L'altitude ca fait maaaaal

Le Siura (6016m)!

Ce genre de galère d'itinéraire atteindra son paroxysme le troisième jour! Après avoir remonté la vallée jusqu'au lac glaciaire sous le somptueux Seria (6016m, un bébé quoi), nous continuons encore en direction d'un col qui n'existe que sur le topo camptocamp! Nous sortons à plus de 5000m en pataugeant dans de la neige sans consistance et sous un soleil de plomb! Super, le début de la descente se fait dans une terre ocre bien portante, nous allons être en bas en un rien de temps! C'était sans compter une nouvelle surprise, bien foireuse cette fois, de notre carte de Dora, exploratrice peut-être mais pas spécialiste de la cordillére Huayhuash! Au fur et à mesure que nous perdons de l'altitude, nous sentons la galère arriver, ce qui ne nous empêche pas de foncer dedans en mode "on est des gros keums d'alpinistes ,on passe partout". Nous voyons donc de moins en moins le terrain devant nous, puisque celui-ci plonge a pic! Nous sommes en fait de nouveau au dessus d'une vieille moraine latérale en décomposition,comme en nouvelle-Zelande au Hooker Glacier! Le terrain est pourri, détritique, et monstre raide (un poil mieix qu'en nouvelle Zelande cependant, il faut dire qu'on avait cru mourir!) ... Hoho... Nous passerons en louvoyant au milieu de vires herbeuses expo, d'un saut de 1 mètre 50 dans une gorge paraissant moins raide que les autres, d'un rétablissement à la Jason Bourne, et de pas de desescalade sur conglomérat! Quelques appuis mal dosés donneront lieu a des chutes de mégalithes rendant pittoresques les bombardement à la MOAB de Donald Trump. FINALEMENT, nous arrivons tous en bas en un seul morceau. Du coup, il se met à pleuvoir, et nous décidons d'esquiver le col San Antonio moyennant une marche plat pendant 15 kilomètres! En voilà une bonne journée, la rando ça détend on vous dit!

Une descente inspirante

Ca a l'air chouette, hein?

Comme nous détestons toujours autant les sentiers battus, nous partons le lendemain en direction d'un superbe col indiqué par un berger péruvien, coupant à travers la montagne et nous évitant un bon détour vers le Sud! Bon, sur la carte il y a un glacier et nous n'avons que nos baskets, mais s'il dit que ça passe!
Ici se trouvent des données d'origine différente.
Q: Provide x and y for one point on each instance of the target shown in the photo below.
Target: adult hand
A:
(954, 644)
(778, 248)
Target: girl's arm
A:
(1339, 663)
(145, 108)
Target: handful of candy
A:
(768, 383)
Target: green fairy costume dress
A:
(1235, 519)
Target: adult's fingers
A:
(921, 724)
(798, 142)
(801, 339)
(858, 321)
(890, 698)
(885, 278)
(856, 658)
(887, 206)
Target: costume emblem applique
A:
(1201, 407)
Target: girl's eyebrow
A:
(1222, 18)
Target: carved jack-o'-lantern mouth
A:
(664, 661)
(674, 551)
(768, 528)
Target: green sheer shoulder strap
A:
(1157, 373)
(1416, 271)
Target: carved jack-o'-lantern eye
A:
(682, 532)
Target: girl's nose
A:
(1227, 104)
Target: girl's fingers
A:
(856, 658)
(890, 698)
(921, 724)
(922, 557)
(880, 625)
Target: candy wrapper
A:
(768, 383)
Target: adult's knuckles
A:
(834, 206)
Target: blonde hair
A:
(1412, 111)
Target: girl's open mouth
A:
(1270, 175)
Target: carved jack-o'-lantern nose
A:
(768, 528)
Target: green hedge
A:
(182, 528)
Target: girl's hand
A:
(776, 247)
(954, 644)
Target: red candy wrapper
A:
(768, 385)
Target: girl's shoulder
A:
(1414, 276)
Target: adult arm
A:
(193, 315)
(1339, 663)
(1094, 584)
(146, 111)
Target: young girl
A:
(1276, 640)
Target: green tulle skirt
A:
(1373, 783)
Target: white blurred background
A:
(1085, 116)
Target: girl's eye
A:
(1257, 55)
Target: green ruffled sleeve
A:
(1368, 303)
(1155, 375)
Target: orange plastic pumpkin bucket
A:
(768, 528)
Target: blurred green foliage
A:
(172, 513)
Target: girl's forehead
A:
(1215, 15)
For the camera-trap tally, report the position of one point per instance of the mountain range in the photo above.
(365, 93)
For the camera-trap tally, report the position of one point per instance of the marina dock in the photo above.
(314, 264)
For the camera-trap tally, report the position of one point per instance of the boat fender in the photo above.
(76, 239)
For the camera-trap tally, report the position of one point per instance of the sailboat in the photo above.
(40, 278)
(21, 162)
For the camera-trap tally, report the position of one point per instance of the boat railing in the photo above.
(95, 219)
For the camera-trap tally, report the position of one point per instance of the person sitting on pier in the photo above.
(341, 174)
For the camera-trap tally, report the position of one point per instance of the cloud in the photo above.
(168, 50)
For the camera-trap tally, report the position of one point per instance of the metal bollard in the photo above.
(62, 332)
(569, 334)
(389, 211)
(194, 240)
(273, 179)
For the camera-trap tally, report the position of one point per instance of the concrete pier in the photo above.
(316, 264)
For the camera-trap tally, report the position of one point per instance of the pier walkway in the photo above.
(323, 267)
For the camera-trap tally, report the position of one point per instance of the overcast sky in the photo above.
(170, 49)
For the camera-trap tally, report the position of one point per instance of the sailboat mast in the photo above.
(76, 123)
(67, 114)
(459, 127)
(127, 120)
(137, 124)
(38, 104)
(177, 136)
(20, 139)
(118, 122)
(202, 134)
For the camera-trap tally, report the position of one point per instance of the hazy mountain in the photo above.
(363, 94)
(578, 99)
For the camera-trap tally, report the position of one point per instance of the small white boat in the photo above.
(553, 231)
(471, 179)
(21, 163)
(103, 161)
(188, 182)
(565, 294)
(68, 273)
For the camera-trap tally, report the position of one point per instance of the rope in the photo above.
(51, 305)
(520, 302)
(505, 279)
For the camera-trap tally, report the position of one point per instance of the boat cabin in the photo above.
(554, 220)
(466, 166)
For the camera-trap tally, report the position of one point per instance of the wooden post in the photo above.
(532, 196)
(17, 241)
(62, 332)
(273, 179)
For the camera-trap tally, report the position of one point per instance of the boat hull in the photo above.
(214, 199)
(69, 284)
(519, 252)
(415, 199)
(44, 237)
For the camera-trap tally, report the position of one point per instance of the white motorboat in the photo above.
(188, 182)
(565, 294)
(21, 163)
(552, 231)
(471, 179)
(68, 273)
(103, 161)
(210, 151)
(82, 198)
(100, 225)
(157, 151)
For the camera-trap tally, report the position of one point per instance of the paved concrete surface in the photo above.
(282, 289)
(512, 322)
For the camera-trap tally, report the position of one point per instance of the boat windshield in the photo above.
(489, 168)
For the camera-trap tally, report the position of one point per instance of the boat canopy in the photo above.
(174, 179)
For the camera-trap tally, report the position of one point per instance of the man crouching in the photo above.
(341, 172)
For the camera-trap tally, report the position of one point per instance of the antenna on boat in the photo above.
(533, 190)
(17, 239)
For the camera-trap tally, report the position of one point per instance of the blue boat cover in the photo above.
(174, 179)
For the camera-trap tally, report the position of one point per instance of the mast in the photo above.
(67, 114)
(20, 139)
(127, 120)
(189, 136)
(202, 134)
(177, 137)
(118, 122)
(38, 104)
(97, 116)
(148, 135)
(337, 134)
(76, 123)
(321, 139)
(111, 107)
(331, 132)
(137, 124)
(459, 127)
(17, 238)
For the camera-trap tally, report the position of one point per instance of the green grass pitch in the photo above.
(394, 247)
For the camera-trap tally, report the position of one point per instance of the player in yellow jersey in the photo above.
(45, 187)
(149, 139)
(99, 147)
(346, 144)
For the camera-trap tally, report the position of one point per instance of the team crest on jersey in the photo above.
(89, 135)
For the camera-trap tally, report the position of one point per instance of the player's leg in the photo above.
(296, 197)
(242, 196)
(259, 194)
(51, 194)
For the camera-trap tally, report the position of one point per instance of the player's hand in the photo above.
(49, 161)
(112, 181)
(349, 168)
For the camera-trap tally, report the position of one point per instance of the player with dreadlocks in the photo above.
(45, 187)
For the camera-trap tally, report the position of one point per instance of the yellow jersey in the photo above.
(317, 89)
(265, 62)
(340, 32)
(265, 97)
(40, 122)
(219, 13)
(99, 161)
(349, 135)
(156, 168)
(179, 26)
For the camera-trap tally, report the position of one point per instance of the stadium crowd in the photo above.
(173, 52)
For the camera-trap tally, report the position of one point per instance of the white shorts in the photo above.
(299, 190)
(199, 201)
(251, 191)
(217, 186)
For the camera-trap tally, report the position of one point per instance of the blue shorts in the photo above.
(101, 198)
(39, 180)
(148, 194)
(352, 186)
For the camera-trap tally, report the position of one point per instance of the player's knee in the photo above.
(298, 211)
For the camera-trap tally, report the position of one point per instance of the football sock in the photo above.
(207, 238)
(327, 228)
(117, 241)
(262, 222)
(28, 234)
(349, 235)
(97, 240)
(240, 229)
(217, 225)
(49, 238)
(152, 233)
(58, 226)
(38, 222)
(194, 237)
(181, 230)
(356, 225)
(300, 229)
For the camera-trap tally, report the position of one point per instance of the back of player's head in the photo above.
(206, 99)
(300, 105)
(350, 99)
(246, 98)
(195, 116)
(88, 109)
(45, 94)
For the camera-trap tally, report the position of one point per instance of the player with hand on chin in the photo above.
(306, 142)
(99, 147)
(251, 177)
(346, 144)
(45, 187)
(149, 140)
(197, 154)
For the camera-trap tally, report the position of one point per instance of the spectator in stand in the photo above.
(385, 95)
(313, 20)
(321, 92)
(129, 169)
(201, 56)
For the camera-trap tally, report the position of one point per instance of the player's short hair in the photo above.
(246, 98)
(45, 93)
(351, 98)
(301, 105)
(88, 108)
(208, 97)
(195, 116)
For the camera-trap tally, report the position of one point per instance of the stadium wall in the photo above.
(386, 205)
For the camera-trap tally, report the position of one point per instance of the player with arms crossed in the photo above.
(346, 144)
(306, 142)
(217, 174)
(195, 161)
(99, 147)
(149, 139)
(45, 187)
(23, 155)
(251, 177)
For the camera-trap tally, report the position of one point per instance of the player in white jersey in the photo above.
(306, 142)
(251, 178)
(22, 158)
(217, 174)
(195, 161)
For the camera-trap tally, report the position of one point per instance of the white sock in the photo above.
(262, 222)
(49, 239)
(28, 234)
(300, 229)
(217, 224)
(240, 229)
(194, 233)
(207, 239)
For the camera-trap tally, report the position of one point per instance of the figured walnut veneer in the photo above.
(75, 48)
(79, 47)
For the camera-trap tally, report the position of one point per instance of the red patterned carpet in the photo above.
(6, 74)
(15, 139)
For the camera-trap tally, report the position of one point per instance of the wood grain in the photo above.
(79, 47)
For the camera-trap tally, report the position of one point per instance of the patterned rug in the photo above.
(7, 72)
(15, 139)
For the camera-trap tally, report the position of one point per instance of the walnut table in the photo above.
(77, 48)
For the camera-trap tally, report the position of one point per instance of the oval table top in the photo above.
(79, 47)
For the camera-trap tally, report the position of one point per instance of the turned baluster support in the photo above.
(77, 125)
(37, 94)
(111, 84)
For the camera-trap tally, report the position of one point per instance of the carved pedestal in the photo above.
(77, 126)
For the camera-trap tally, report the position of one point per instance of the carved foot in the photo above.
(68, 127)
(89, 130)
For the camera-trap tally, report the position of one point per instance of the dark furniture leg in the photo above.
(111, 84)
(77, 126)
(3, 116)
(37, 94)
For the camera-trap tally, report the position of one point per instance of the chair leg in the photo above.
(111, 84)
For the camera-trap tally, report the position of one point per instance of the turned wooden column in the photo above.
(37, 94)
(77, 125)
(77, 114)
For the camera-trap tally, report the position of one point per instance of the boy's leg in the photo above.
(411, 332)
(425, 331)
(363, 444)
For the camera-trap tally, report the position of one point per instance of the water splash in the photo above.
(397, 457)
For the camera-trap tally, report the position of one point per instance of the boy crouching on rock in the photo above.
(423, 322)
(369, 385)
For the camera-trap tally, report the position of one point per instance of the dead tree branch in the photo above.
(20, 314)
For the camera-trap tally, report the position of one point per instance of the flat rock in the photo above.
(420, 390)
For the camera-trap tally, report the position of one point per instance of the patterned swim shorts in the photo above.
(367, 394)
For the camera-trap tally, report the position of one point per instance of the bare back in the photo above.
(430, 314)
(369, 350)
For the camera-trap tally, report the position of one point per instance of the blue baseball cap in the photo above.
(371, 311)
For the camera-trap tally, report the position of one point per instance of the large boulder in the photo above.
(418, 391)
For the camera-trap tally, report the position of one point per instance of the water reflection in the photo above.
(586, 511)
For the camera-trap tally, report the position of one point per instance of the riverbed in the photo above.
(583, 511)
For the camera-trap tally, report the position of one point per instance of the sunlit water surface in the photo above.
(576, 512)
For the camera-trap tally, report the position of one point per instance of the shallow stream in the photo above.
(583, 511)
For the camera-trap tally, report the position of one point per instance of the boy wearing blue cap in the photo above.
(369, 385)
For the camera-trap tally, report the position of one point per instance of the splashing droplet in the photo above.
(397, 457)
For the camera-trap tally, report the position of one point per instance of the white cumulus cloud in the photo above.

Nous nous frayons un itinéraire au milieu des replis d'anciennes moraines, sous les splendides aiguilles rocheuses des Nevados Puscantupas! Le col est alpin, et débouche à quelques centaines de mètres du glacier Trapecio, nous rencontrons même un groupe de muletiers! Nous mangeons sous la grêle puis nous restons à niveau, à la fois pour éviter les villages et donc de nouvelles taxes, mais aussi pour diminuer l'ascension restante jusqu'au col Ciula Punta. Celui-ci est le point d'orgue de notre tour : depuis celui-ci les géants de la cordillère Huayhuash vous écrasent, le Yerupaja, le Jirishanca, le Siula Grande...Autant de sommets de plus de 6000m aux faces extremement raides et effrayantes. Au pied du col, trois grands lacs remplissent le fond de cette vallée ultra-encaissée, et nous poserons notre plus beau bivouac au bord de l'un deux. Nous passerons la soirée tels des paparazzis a mitrailler la star locale, le Jirishanca, incroyablement effilé et rayonnant sous la lumière orangée du coucher de soleil.

les aiguilles rocheuses des Nevados Puscantupas!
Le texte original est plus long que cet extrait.